Now, browning veal is never that easy.  I didn't want to use flour because the dish calls for a slick vinegar glaze at the end and any sort of thickener would ruin that.  These damned little chops just wouldn't brown. And the whole point of the vinegar déglaçage was to pick up the yummy crunches of fond that the caramelization of meat ordinarily creates.  Meanwhile my dinner guests were talking to me constantly, and I just couldn't concentrate, so while I kept on trying and trying to brown the chops, I forgot entirely about the cherry clafouti that should have been in the oven at the same time.  Well, finally, after a longish simmer in stock and vinegar, a reduction of that down to a glaze, and a slip of butter to make it shine, I had some veal chops that really looked like hell.

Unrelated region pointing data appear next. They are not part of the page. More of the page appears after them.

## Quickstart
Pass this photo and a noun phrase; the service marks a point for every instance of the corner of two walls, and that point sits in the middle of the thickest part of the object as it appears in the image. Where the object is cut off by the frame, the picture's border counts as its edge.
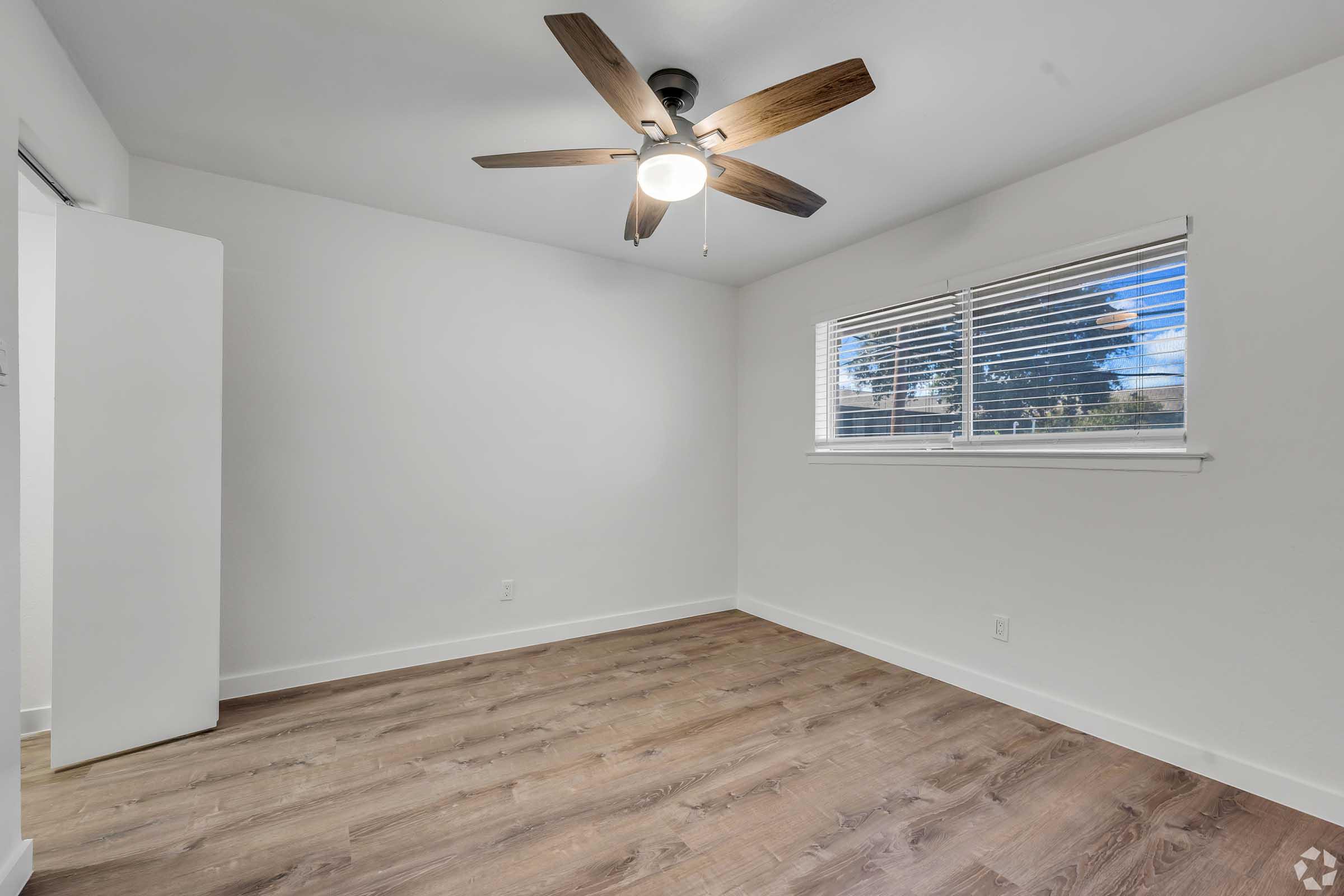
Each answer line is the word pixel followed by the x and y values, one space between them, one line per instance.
pixel 1183 615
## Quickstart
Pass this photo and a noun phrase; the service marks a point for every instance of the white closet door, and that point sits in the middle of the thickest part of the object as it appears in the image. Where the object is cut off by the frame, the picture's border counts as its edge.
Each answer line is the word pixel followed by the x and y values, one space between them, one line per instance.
pixel 139 372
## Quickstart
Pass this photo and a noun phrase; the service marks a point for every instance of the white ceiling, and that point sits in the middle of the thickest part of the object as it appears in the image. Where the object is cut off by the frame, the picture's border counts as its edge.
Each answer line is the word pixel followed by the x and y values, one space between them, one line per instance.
pixel 385 104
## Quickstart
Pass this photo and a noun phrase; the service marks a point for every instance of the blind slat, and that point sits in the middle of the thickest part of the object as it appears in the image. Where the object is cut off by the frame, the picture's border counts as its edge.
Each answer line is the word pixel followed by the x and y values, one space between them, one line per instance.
pixel 1092 349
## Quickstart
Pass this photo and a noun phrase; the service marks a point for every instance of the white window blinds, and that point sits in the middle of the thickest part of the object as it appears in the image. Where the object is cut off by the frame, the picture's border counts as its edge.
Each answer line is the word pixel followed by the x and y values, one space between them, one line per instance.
pixel 1092 351
pixel 893 375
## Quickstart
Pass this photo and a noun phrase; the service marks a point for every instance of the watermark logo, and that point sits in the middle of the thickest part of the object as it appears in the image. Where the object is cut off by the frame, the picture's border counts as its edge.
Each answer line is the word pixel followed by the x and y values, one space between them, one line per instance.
pixel 1316 870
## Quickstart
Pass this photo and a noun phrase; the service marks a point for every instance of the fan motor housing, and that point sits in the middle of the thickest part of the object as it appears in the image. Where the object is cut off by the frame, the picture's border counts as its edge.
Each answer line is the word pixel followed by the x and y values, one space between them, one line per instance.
pixel 676 89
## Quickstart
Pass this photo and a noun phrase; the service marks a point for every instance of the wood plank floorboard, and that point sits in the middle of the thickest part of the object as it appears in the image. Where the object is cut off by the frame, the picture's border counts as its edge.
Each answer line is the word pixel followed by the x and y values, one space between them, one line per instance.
pixel 720 755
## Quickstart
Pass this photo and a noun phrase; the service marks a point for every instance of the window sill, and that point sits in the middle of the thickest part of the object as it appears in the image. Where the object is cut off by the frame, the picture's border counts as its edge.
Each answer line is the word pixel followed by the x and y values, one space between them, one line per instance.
pixel 1158 461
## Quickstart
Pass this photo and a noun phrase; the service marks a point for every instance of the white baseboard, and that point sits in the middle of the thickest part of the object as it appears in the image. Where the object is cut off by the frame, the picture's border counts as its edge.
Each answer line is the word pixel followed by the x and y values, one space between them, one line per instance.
pixel 17 871
pixel 34 720
pixel 242 685
pixel 1312 799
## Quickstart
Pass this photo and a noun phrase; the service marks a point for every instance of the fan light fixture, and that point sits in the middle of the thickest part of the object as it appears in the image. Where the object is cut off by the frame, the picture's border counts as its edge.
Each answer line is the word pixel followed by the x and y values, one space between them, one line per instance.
pixel 678 157
pixel 671 172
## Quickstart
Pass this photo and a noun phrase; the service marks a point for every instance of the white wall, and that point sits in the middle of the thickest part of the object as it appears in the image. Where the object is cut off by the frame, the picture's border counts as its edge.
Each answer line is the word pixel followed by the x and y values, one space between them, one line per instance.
pixel 414 412
pixel 37 401
pixel 1190 614
pixel 44 101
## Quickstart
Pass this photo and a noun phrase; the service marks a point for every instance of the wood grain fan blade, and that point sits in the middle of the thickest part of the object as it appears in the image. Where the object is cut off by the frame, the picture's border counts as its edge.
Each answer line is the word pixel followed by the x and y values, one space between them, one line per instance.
pixel 651 213
pixel 763 187
pixel 787 105
pixel 552 157
pixel 609 72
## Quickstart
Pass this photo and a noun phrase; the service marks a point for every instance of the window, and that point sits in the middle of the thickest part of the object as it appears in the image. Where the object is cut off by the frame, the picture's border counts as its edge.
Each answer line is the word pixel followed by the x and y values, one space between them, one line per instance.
pixel 1090 354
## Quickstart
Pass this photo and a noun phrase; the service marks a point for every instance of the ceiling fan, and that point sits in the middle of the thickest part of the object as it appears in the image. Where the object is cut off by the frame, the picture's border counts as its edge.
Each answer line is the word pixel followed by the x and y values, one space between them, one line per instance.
pixel 678 159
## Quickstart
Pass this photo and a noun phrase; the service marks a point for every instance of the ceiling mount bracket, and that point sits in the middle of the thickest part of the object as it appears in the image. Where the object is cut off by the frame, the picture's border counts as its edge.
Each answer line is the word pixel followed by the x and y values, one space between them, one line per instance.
pixel 676 89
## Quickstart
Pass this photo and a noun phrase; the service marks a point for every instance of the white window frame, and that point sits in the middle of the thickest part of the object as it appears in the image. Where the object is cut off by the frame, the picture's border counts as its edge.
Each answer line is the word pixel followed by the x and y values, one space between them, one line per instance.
pixel 1159 446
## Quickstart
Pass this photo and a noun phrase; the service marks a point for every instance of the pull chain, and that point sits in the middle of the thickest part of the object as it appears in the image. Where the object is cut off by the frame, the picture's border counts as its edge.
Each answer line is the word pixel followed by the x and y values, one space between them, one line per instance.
pixel 704 250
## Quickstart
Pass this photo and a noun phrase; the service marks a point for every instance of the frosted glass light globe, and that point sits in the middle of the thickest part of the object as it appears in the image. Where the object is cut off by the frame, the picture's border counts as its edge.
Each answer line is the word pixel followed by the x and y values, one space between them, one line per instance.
pixel 671 176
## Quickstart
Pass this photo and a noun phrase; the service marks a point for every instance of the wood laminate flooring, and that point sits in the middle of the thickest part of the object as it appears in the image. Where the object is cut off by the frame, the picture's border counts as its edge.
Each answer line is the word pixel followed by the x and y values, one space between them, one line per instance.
pixel 721 754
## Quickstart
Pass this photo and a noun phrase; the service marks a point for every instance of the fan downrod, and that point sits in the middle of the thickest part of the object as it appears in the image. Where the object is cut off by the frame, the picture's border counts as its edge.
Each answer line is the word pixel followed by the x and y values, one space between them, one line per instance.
pixel 676 89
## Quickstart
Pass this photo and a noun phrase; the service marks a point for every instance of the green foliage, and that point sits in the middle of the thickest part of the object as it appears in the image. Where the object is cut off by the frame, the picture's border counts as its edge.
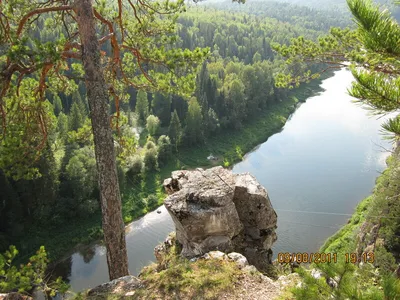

I had started with an avocado soup, by the way, which was no masterpiece either.  For dessert we had to wait quite a while for our clafouti.  Luckily I had already pitted the cherries or it would have been midnight.  Well, and it was good.  It was downright delicious.

My guests were non-drinkers.  This particular evening I was perhaps exceptionally not.

A couple of weeks later, the other butcher called me.  Said he had some beautiful veal chops.  Which he did.  Which he cut properly.  Which browned just fine.  Which produced a just-right and abundant bunch of fond in the pan.  And which turned, in due course, into an excellent rendition of  Côtes de Veau Pavillon.

And where had that veal come from?  The butcher didn't know, but we agreed that it almost certainly didn't come from Montana.  The three hundred calves out my window are going to grow up into red meat.

The dish is worth doing.  It's best with pale, milk-fed veal, but pink vitellone will do.  It is actually possible, by the way, to get humanely raised milk-fed veal, but it may take a bit of a search even if you're in New York or San Francisco.  (I knew better than to ask about mine.)  It's easy, and it's extraordinarily yummy.  Here's how:

Sauté your veal chops in butter till they brown.  I don't think they'll ever get uniformly brown, but do what you can.  Toss in one clove of garlic per chop (whole), a couple of bay leaves, a bit of thyme--not too much--and enough chicken broth (or veal stock, even better) to come a quarter-inch up the chops.  Craig adds less than a teaspoon of vinegar per chop at this point, but I think more is better--say two teaspoons per.  Cover and simmer till tender--maybe twenty minutes.

Season the chops to taste and keep them warm while you boil down the liquid in the pan, meanwhile assiduously scraping up all the brown bits.  Get rid of the garlic, bay leaf, and thyme.  Continue reducing until you have perhaps a tablespoon and a half of liquid per person, and swirl in a little butter.  The sauce will be a rich dark mahogany in color, and almost syrupy.

A couple of tips.  Don't use balsamic vinegar, it will be too sweet and too sticky.  Do use really good vinegar.  Be sure to reduce the cooking liquid down to very little, to bring back the intensity of the vinegar aroma which otherwise would seem to have boiled away.  Oh, and back at the beginning: inspect your chops at the butcher's and be sure they're of even thickness and properly trimmed.

Mashed potatoes would be great with this dish.